Natali, a son of a doctor, worked in Codogno, where the country's outbreak originated, and treated dozens of patients as coronavirus cases exploded in his region. The father of two had served as secretary of the general practitioners' federation in Lodi, where he also mentored other doctors, the federation said.

According to European media reports, the doctor died alone, isolated in intensive care.

"I have no more tears," the head of the federation, Silvestro Scotti, wrote on Facebook, mourning his friend. "You didn't deserve this. We don't deserve this."

As of Thursday, Natali is among at least 13 doctors in Italy who have died on the front lines while treating the nation's coronavirus patients under strenuous circumstances, according to Italian news agency ANSA. Italy, the worst-hit European country, has also seen more than 2,600 health-care workers infected, as its hospitals are stretched beyond their limits.

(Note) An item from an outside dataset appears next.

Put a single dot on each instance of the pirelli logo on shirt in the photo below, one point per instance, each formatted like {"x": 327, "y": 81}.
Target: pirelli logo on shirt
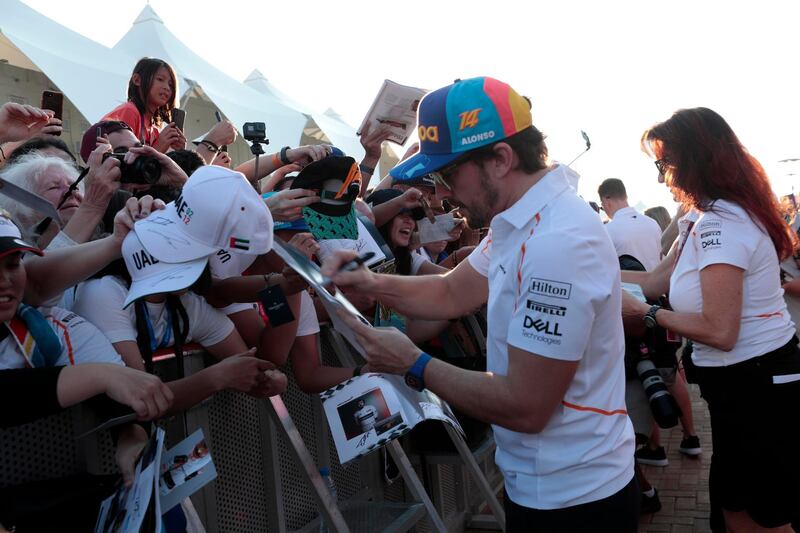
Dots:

In the United States, doctors have feared that if shortages in supplies and equipment aren't robustly addressed, Natali's experience could be a harbinger for what's to come.

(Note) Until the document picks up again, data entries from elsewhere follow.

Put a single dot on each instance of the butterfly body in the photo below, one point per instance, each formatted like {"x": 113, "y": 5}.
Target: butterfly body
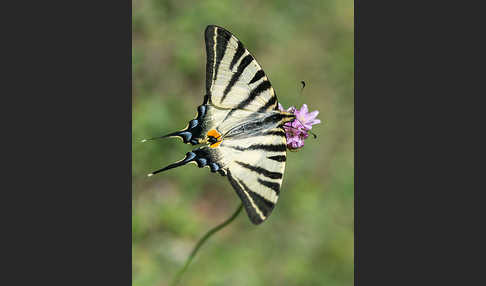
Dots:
{"x": 239, "y": 125}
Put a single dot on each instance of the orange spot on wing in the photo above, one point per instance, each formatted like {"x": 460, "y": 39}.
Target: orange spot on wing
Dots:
{"x": 214, "y": 133}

Natali's colleague, Irven Mussi, compared the shortage of basic protective supplies for doctors to being sent to war without any protection, Spain-based news outlet ABC reported. Another colleague who also tested positive for coronavirus, Paola Pedrini, lamented to Euronews that little had changed for doctors since Natali fell ill late last month.

"The situation has not gotten better since end of February. We received some masks, some gloves kit, nothing else," said Pedrini, a regional secretary with Italy's general practitioners' federation. "A mask that should last half a day, here lasts a week."

American doctors are already running into problems with a shortage of face masks to the point that the Centers for Disease Control and Prevention urged doctors to use bandannas if they run out of them. Numerous hospitals and health-care clinics have been soliciting mask donations, and even TV hospital dramas have stepped up to help donate theirs. In St. Paul, Minn., for example, Open Cities Health Center has put out an urgent call for gloves and masks, warning that if it doesn't have enough to go forward, it may have to shut down, the Pioneer Press reported.

As The Washington Post reported Thursday, some hospitals are even making DIY supplies, using parts purchased from Home Depot and craft stores. Nurses in Boston said they have turned to racquetball eyewear as a substitute for safety goggles to protect their eyes.

Nicole Lurie, a former assistant secretary for preparedness and response at the Department of Health and Human Services during the Obama administration, told The Post earlier this week that the CDC's bandanna option in place of masks should serve as a "wake-up call."

"The bottom line is, if you cannot protect health-care workers and they get sick, the whole system goes down," she said. "The priority to maintain public health is to protect health-care workers."

On Thursday, Vice President Mike Pence announced that a new law will allow manufacturers to produce tens of millions more N95 protective masks per month, easing certain restrictions. But as The Post's Jeanne Whalen reported, it is not immediately clear whether the expected increase will be enough to meet demand.